# Recycling wood and havesting for guitars



## Warren (Mar 2, 2007)

To builders in the London Area:

I have an old (1960's) stereo console. I think it's solid walnut. The top, sides and doors are about 3/4" to 1" thick and there's a lot of wood here. I was wondering if anyone in the London area would be interested in recycling it. It's free! You just have to come & get it, soon. I don't think anyone would want it for it's intended use it's pretty cool, in a Jerry Lewis/Dean Martin era kind of way but it's a monolith and weighs a ton. I'm going to have to put it in a dumpster if I can't give it away.

Thought I'd ask.


----------



## Greenman (Feb 18, 2007)

Good grab for someone.


----------



## Hamm Guitars (Jan 12, 2007)

Do you have approximate dimensions or pictures?

Andy


----------



## Wild Bill (May 3, 2006)

Warren said:


> To builders in the London Area:
> 
> I have an old (1960's) stereo console. I think it's solid walnut. The top, sides and doors are about 3/4" to 1" thick and there's a lot of wood here. I was wondering if anyone in the London area would be interested in recycling it. It's free! You just have to come & get it, soon. I don't think anyone would want it for it's intended use it's pretty cool, in a Jerry Lewis/Dean Martin era kind of way but it's a monolith and weighs a ton. I'm going to have to put it in a dumpster if I can't give it away.
> 
> Thought I'd ask.


If it uses vacuum tubes it can be a great score for anyone building their own guitar amp...


----------



## ajcoholic (Feb 5, 2006)

Warren said:


> To builders in the London Area:
> 
> I have an old (1960's) stereo console. I think it's solid walnut. The top, sides and doors are about 3/4" to 1" thick and there's a lot of wood here. I was wondering if anyone in the London area would be interested in recycling it. It's free! You just have to come & get it, soon. I don't think anyone would want it for it's intended use it's pretty cool, in a Jerry Lewis/Dean Martin era kind of way but it's a monolith and weighs a ton.
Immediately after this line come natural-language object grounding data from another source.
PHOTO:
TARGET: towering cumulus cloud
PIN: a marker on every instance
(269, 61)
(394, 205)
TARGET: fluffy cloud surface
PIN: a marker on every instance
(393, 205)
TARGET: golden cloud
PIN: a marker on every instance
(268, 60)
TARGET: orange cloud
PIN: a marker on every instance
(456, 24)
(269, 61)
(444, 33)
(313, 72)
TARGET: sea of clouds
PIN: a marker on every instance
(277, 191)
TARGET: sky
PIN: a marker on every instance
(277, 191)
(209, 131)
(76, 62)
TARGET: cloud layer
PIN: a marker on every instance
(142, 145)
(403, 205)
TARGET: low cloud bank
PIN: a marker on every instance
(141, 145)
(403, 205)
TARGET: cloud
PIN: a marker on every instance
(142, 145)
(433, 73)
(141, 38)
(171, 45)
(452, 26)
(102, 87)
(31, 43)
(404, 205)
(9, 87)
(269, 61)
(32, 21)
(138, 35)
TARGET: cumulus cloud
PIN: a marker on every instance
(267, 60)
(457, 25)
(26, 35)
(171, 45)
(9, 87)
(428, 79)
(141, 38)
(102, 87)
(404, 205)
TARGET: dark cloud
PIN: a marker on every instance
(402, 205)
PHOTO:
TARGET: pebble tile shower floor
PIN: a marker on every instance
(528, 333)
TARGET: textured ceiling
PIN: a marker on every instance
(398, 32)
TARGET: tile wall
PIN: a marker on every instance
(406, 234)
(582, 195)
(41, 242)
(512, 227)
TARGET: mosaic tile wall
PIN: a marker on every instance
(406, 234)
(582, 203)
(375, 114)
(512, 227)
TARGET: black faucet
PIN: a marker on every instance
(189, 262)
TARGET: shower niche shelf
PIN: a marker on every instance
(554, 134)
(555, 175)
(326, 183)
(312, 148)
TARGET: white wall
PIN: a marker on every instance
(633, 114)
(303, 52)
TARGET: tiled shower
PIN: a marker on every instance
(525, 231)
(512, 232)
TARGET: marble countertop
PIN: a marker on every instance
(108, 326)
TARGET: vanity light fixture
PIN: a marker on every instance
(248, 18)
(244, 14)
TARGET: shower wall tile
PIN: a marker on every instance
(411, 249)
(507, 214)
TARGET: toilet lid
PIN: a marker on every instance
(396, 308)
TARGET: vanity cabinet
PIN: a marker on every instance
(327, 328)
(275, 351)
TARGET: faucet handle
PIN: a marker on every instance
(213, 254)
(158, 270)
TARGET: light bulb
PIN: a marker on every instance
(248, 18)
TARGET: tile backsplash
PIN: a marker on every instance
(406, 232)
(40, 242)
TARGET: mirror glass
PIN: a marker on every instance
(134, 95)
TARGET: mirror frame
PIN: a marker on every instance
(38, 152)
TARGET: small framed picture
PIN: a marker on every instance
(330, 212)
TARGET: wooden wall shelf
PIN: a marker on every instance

I'm going to have to put it in a dumpster if I can't give it away.
> 
> Thought I'd ask.


JFYI a lot of the better quality stuff like that actually used solid core panels (often poplar) with a solid walnut/mahogany/cherry edge and then veneered. Especially if its figured wood, its more than likely a solid core veneered panel.

I have modified a bunch of those old cab's into bars, buffets, etc in my shop over the years.

AJC


----------



## Warren (Mar 2, 2007)

I don't think it's panels I have to go check it tonight because my garage is down and the the contractor wants to haul all the crap away on Thursday. I'll report back for sure tomorrow after I check it. I'm pretty sure it's solid. I'd like to give it to someone rather than scrap it. It seems like such a waste of material.


----------



## Warren (Mar 2, 2007)

Hamm Guitars said:


> Do you have approximate dimensions or pictures?
> 
> Andy


I don't have any pictures but it's 2 levels high, about 8 feet long and 5 feet high by about 2' 6" deep on the bottom half and 2' on the top half. I'll try to get some pictures tonight on my digital and PM them to you.


----------



## Warren (Mar 2, 2007)

I couldn't get picture because it's all tarped up, but the contractor is going to leave it until after the garage is done & take it with the scrap from the new garage. So, it'll be around for another month or so. If anyone is interested in it and you're in London let me know, please give it a good home or re-use it. Anyone is welcome. I'm pretty sure it is walnut and not panels.


----------



## Hamm Guitars (Jan 12, 2007)

If I'm in London in the next little while I'll send you a PM.

Andy


----------



## Warren (Mar 2, 2007)

Hamm Guitars said:


> If I'm in London in the next little while I'll send you a PM.
> 
> Andy


No problem.


----------